The mining engineer’s office, where I was to work, was on the top floor of a building in the financial district. The other occupants of the building were successful lawyers, real estate men, brokers and lumbermen, most of whom Mary seemed to know quite well.

In the lobby she introduced me to about fifteen assorted men and women and explained that she had just brought me down out of the mountains to take her place as private secretary to Mr. Webster. In her enthusiasm she made it sound a little as though she had had to wing me to get me down out of the trees and I felt that I should have taken a few nuts and berries out of my pocket and nibbled on them just to keep in character.

When we got out of the elevator, I took Mary to task for this. “Listen, Mary,” I said. “I have little enough self-confidence, and your introducing me to all those people in the lobby as the little Mowgli of the Pacific Coast didn’t help any.” Mary said, “You’re just lucky I didn’t ask you to show them some of your old arrow wounds. Anyway, what difference does it make? Most of those people have such dull lives I feel it my duty to tell them a few lies every morning just to cheer them up.”
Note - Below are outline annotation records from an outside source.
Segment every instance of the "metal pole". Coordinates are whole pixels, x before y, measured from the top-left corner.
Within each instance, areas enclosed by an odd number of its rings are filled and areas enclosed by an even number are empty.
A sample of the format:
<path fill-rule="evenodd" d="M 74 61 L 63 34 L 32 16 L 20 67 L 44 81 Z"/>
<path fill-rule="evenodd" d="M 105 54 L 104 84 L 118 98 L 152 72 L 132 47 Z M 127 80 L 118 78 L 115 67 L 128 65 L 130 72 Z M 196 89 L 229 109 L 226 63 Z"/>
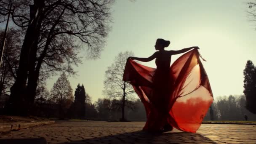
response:
<path fill-rule="evenodd" d="M 0 66 L 1 66 L 1 63 L 2 63 L 2 58 L 3 57 L 3 49 L 5 48 L 5 40 L 6 39 L 6 33 L 7 32 L 7 28 L 8 28 L 8 24 L 9 23 L 9 19 L 10 18 L 10 14 L 11 13 L 11 6 L 12 4 L 11 3 L 10 5 L 10 9 L 9 11 L 9 13 L 8 13 L 8 18 L 7 18 L 7 21 L 6 21 L 6 26 L 5 26 L 5 33 L 3 34 L 3 43 L 2 43 L 2 45 L 1 47 L 1 51 L 0 51 L 0 54 L 1 54 L 1 59 L 0 60 Z"/>

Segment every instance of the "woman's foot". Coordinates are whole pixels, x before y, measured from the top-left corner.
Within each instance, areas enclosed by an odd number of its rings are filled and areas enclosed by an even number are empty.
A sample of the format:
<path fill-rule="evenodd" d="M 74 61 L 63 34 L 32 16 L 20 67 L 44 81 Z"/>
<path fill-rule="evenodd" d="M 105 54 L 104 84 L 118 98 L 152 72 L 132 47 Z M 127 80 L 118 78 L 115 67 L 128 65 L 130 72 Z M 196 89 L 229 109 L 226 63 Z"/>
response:
<path fill-rule="evenodd" d="M 163 133 L 167 132 L 167 131 L 172 131 L 173 129 L 173 128 L 169 124 L 165 125 L 163 126 Z"/>

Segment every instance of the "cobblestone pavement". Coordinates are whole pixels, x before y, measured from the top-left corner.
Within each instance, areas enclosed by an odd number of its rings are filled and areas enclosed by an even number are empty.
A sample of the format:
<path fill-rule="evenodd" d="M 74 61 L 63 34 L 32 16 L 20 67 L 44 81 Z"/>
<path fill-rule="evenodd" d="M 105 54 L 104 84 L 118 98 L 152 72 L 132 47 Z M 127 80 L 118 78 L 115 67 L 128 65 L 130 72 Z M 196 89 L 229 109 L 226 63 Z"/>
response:
<path fill-rule="evenodd" d="M 59 121 L 0 134 L 0 140 L 43 137 L 49 144 L 256 144 L 255 125 L 202 124 L 196 133 L 174 129 L 153 133 L 141 131 L 144 124 Z"/>

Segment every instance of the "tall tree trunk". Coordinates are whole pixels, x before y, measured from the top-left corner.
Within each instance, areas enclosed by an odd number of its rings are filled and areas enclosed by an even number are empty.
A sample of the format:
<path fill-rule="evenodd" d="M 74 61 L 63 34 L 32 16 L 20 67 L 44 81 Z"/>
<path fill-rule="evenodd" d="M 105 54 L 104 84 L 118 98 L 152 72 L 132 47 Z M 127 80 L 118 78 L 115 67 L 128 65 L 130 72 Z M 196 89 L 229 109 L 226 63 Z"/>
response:
<path fill-rule="evenodd" d="M 123 95 L 122 104 L 122 120 L 125 121 L 125 82 L 124 83 L 124 88 L 123 89 Z"/>
<path fill-rule="evenodd" d="M 39 30 L 38 30 L 39 31 Z M 39 33 L 38 34 L 38 35 Z M 33 48 L 31 51 L 30 59 L 29 62 L 29 75 L 27 87 L 27 104 L 28 105 L 28 111 L 31 112 L 33 104 L 35 97 L 36 89 L 37 86 L 37 81 L 39 76 L 39 70 L 35 67 L 37 51 L 37 43 L 34 44 Z"/>
<path fill-rule="evenodd" d="M 37 1 L 35 1 L 36 3 Z M 29 99 L 27 95 L 27 82 L 30 60 L 30 54 L 33 47 L 37 45 L 39 36 L 38 29 L 40 24 L 38 21 L 40 18 L 40 12 L 43 5 L 35 5 L 30 8 L 31 23 L 27 27 L 23 44 L 21 51 L 20 57 L 17 77 L 13 85 L 11 88 L 11 95 L 7 109 L 10 114 L 27 115 L 29 107 Z M 38 9 L 38 14 L 36 16 L 36 11 Z M 34 11 L 33 11 L 34 10 Z"/>

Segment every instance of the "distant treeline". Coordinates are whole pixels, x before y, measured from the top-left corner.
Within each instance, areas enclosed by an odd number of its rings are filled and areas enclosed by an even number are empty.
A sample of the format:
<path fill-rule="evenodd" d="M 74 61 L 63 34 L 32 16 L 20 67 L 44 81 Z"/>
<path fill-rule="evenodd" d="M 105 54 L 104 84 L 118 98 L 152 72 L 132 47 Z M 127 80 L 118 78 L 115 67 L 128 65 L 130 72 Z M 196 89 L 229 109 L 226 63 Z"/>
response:
<path fill-rule="evenodd" d="M 99 99 L 94 103 L 89 101 L 85 104 L 84 117 L 81 118 L 74 115 L 77 112 L 74 107 L 70 107 L 64 113 L 65 118 L 115 121 L 119 121 L 122 117 L 122 109 L 118 106 L 120 101 Z M 125 108 L 125 119 L 131 121 L 145 121 L 147 117 L 145 109 L 140 100 L 138 99 L 131 102 L 132 102 L 133 107 Z M 215 99 L 211 106 L 211 119 L 213 120 L 243 121 L 245 120 L 245 115 L 246 115 L 248 121 L 256 121 L 256 115 L 246 109 L 245 103 L 245 97 L 243 95 L 218 97 Z M 35 111 L 35 114 L 49 117 L 59 117 L 58 104 L 50 104 L 47 101 L 40 103 L 38 101 L 36 104 L 38 109 Z M 210 110 L 209 109 L 204 120 L 211 120 Z"/>

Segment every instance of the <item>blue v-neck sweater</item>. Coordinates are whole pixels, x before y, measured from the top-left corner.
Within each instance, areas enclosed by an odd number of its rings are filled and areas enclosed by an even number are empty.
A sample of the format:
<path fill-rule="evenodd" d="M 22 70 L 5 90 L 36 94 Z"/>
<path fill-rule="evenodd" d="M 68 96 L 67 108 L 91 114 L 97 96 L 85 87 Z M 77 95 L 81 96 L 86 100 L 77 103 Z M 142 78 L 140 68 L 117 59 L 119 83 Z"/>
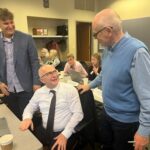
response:
<path fill-rule="evenodd" d="M 103 61 L 104 107 L 109 116 L 121 122 L 139 120 L 140 104 L 133 88 L 130 69 L 134 54 L 142 47 L 146 48 L 141 41 L 124 36 Z"/>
Mr. Webster’s offices were luxuriously furnished in mahogany and oriental rugs and had a magnificent view of the docks, Puget Sound, some islands and the Olympic Mountains. My little office was also the reception room and after Mary had showed me where to put my hat and coat and how to get the typewriter to spring up out of the desk, I wanted to sit right down and begin to practice my typing.

Mary would have none of it. Sitting herself down at Mr. Webster’s desk and lighting a cigarette, she said, “Stop being so nervous and watch me. Learn how to act in an office.” I said, “I wouldn’t be so nervous if I knew what time Mr. Webster gets here.” Mary said, “Oh, he’s out of town and won’t be back for two weeks.” My sigh of relief almost blew some rocks off his desks. “Does he know about me?” I asked. “Nope,” said Mary, opening the mail, glancing at it and throwing most of it in the wastebasket. “You’re going to be a surprise.”

The phone rang. Mary answered it in a low well-modulated voice and Standard English. “Mr. Websteh’s office, Miss Bahd speaking,” she said. Somebody on the other end of the wire said something and Mary said, “Well, you big stinker, what do you expect when you don’t call until eight-thirty Saturday night?”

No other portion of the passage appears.